Philippines returns dictator Marcos’ family to power

Ferdinand "Bongbong" R. Marcos, Jr.

Ferdinand "Bongbong" R. Marcos, Jr. Photo: Ferdinand R. Marcos, Jr. CC BY-SA 2.0.




At midnight, even before the official results were announced, isolated bursts of fireworks already began to explode over the Manila sky. As the polls predicted, but many were reluctant to believe, the son of dictator Ferdinand Marcos, who goes by the same name and is known as Bongbong, is emerging as the undisputed winner of yesterday’s Philippine elections.

According to the partial and unofficial results offered at midnight -Philippine time- by the Transparency Server of the Commission on Elections, which already represented 81.8% of the vote count, Marcos doubled the support of his closest rival, Vice President Leni Robredo. With 12.5 million votes, Bongbong had 26.3 million, making Robredo’s comeback impossible at this point in the count. Out of the 67.4 million registered voters, Marcos can get almost half of the votes after a day of extremely high turnout.

From the time the polling stations opened at six in the morning until they closed at seven in the evening, long lines formed in front of their doors.
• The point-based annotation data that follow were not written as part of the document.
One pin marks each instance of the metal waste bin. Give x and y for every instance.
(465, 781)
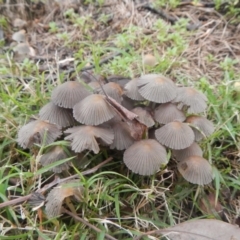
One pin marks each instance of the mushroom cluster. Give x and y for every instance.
(141, 119)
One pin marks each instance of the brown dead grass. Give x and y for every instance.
(215, 36)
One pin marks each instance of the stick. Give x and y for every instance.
(87, 223)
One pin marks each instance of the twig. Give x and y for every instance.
(162, 231)
(159, 12)
(53, 183)
(107, 236)
(103, 61)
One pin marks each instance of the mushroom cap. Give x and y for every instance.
(149, 60)
(145, 157)
(168, 112)
(93, 110)
(131, 90)
(175, 135)
(57, 115)
(204, 125)
(56, 196)
(196, 169)
(157, 88)
(19, 36)
(193, 150)
(38, 131)
(94, 85)
(122, 135)
(85, 137)
(128, 103)
(144, 116)
(53, 155)
(196, 101)
(68, 94)
(113, 90)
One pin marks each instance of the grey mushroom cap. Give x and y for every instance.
(55, 154)
(57, 115)
(193, 150)
(145, 157)
(85, 137)
(122, 135)
(131, 90)
(93, 110)
(57, 195)
(205, 126)
(112, 90)
(157, 88)
(38, 132)
(144, 116)
(68, 94)
(168, 112)
(196, 170)
(195, 100)
(175, 135)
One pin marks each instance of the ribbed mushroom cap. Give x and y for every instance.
(196, 170)
(144, 116)
(19, 36)
(85, 137)
(193, 150)
(55, 154)
(57, 195)
(157, 88)
(175, 135)
(122, 135)
(93, 110)
(131, 90)
(113, 90)
(145, 157)
(57, 115)
(68, 94)
(37, 131)
(128, 103)
(168, 112)
(196, 101)
(204, 125)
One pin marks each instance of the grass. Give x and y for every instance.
(115, 200)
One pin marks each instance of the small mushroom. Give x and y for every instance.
(168, 112)
(144, 116)
(37, 132)
(194, 100)
(122, 135)
(131, 90)
(93, 110)
(193, 150)
(149, 60)
(175, 135)
(68, 94)
(19, 36)
(57, 195)
(85, 137)
(145, 157)
(157, 88)
(196, 170)
(55, 154)
(112, 90)
(57, 115)
(206, 127)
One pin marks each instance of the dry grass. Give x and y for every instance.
(67, 40)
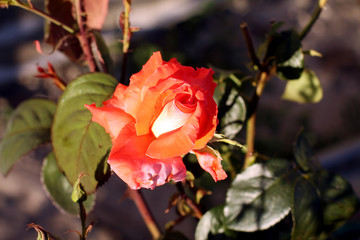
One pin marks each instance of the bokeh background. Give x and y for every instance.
(198, 33)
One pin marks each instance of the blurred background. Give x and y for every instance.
(198, 33)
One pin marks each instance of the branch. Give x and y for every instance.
(83, 38)
(313, 19)
(250, 45)
(143, 208)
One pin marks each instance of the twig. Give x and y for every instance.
(83, 221)
(127, 33)
(143, 208)
(83, 38)
(250, 45)
(197, 212)
(313, 19)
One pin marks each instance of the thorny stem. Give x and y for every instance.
(42, 14)
(249, 44)
(143, 208)
(263, 77)
(313, 19)
(127, 32)
(83, 37)
(189, 201)
(251, 122)
(83, 221)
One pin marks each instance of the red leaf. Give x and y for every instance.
(96, 12)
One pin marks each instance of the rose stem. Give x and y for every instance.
(83, 37)
(125, 22)
(143, 208)
(189, 201)
(83, 221)
(42, 14)
(313, 19)
(263, 77)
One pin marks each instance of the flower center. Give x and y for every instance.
(173, 116)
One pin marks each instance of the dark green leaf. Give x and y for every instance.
(104, 52)
(338, 199)
(60, 189)
(212, 222)
(260, 196)
(304, 156)
(78, 194)
(28, 127)
(42, 233)
(306, 89)
(80, 145)
(307, 212)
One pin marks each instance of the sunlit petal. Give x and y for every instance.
(170, 118)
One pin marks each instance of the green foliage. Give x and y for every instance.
(307, 212)
(285, 50)
(212, 222)
(306, 89)
(80, 145)
(260, 196)
(60, 189)
(232, 107)
(303, 153)
(323, 202)
(28, 127)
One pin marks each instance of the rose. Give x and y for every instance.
(166, 111)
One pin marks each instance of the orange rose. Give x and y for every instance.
(167, 111)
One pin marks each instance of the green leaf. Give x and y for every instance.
(212, 222)
(80, 145)
(78, 194)
(260, 196)
(28, 127)
(232, 109)
(59, 188)
(42, 233)
(285, 49)
(338, 199)
(306, 89)
(304, 156)
(307, 212)
(293, 67)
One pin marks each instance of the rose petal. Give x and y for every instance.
(170, 118)
(112, 119)
(208, 122)
(153, 104)
(143, 80)
(118, 96)
(210, 160)
(176, 143)
(128, 160)
(199, 77)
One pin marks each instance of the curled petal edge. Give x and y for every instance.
(210, 160)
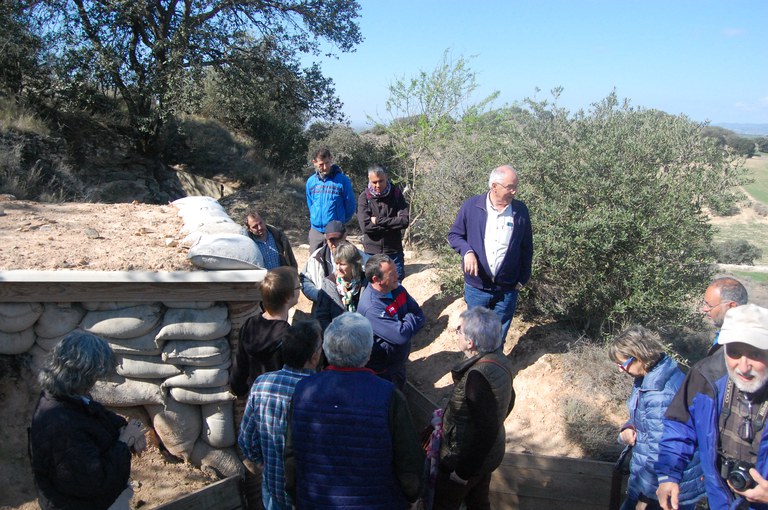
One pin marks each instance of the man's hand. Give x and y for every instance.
(628, 436)
(470, 263)
(668, 494)
(758, 493)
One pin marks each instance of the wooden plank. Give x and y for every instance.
(134, 286)
(222, 495)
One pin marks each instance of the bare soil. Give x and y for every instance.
(79, 236)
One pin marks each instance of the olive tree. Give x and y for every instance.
(147, 51)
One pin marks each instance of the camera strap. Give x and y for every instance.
(759, 421)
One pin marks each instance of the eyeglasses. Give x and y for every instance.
(624, 367)
(706, 307)
(508, 187)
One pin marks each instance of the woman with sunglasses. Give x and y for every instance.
(639, 352)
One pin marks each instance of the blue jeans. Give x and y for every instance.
(501, 302)
(269, 502)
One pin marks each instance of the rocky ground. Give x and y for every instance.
(79, 236)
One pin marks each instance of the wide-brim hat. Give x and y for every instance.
(747, 324)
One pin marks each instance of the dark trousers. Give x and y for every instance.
(449, 495)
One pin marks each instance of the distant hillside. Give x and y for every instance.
(744, 129)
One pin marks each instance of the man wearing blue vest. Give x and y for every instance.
(351, 443)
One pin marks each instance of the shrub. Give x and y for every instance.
(738, 251)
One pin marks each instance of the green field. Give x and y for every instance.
(758, 167)
(755, 232)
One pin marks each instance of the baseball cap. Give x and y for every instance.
(335, 229)
(747, 324)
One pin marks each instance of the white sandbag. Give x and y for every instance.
(118, 391)
(195, 223)
(15, 317)
(144, 367)
(223, 462)
(226, 251)
(58, 319)
(191, 324)
(200, 377)
(194, 201)
(124, 323)
(93, 306)
(144, 345)
(48, 344)
(199, 354)
(225, 227)
(38, 357)
(18, 342)
(177, 425)
(200, 396)
(219, 424)
(197, 305)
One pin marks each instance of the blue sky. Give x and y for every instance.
(707, 59)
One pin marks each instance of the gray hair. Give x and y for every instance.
(347, 252)
(483, 327)
(497, 174)
(348, 341)
(637, 342)
(731, 289)
(75, 364)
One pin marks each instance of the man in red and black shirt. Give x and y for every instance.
(395, 318)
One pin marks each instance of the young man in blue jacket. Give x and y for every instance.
(329, 197)
(493, 235)
(721, 411)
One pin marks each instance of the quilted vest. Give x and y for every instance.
(342, 442)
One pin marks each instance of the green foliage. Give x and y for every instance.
(426, 112)
(150, 55)
(738, 251)
(616, 196)
(744, 146)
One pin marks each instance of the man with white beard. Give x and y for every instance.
(721, 410)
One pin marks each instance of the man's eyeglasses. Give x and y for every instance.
(508, 187)
(624, 367)
(706, 307)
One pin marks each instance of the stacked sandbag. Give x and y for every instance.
(215, 241)
(17, 320)
(172, 358)
(56, 321)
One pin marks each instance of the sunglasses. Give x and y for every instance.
(624, 367)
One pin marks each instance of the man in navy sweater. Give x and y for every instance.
(493, 234)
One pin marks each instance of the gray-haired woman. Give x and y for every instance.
(341, 290)
(81, 452)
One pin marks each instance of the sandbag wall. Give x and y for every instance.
(173, 359)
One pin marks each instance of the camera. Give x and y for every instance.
(737, 474)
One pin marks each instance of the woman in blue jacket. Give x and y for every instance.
(639, 352)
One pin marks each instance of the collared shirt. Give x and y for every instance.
(498, 233)
(268, 249)
(262, 431)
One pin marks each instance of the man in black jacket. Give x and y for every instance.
(271, 241)
(383, 215)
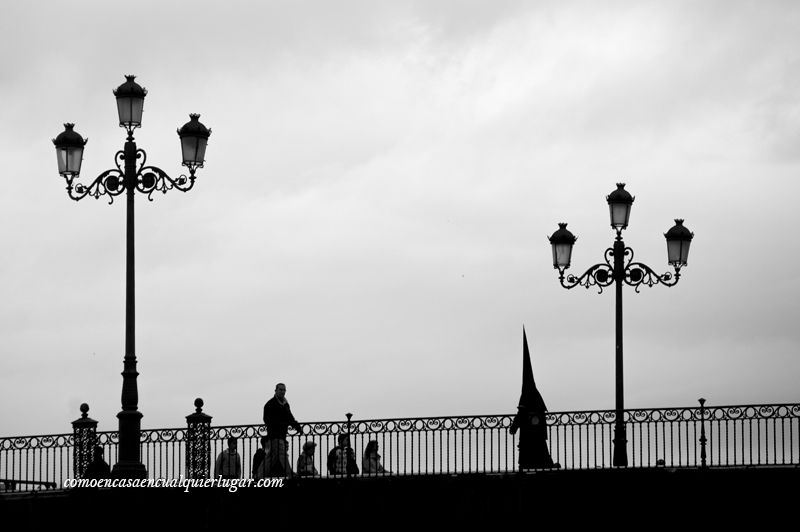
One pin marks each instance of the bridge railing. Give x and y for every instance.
(747, 435)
Resisting the intense heat, the crowd fanned themselves with oriental stoicism as they waited their turn. Adding to the crowds was the complexity of the Philippine ballot-sheet, which includes not only the ten presidential candidates, but a long list of senators, congressmen, governors and mayors. In all, as many as 18,000 public offices were up for election.

“I am going to vote for Bongbong Marcos. why? Because I have seen the era of Corazon Aquino,” explained a 42-year-old housewife, referring to the widow of slain opposition leader Benigno Aquino and the Philippines’ first democratic president after the dictator’s ouster. As a reaction against his government and that of his son Noynoy, she was betting on giving “a chance to the next Marcos, because whatever his father has taught him will surely bring something better.” Reluctant to talk about the dictatorship, he said that “my father and my mother lived through that time and they say it was very good because of the discipline of the people. Most of my relatives had a good life during Martial Law. Some may criticize it because they have something bad behind it”.

Outside the Philippines, few understand the success of the dictator’s son, deposed in 1986 by the People Power Revolution. “Actually, we don’t fully understand it either. There are people who have fought for our freedom and freedom from his father’s dictatorship and now there comes a time when his son is running in the elections and some of the Filipinos support him,” said Nicole Miranda, a young employee of a European multinational. For her, the only possible explanation is that Marcos’ supporters “receive false information, but that’s what they believe and the only thing we can do is to oppose him”.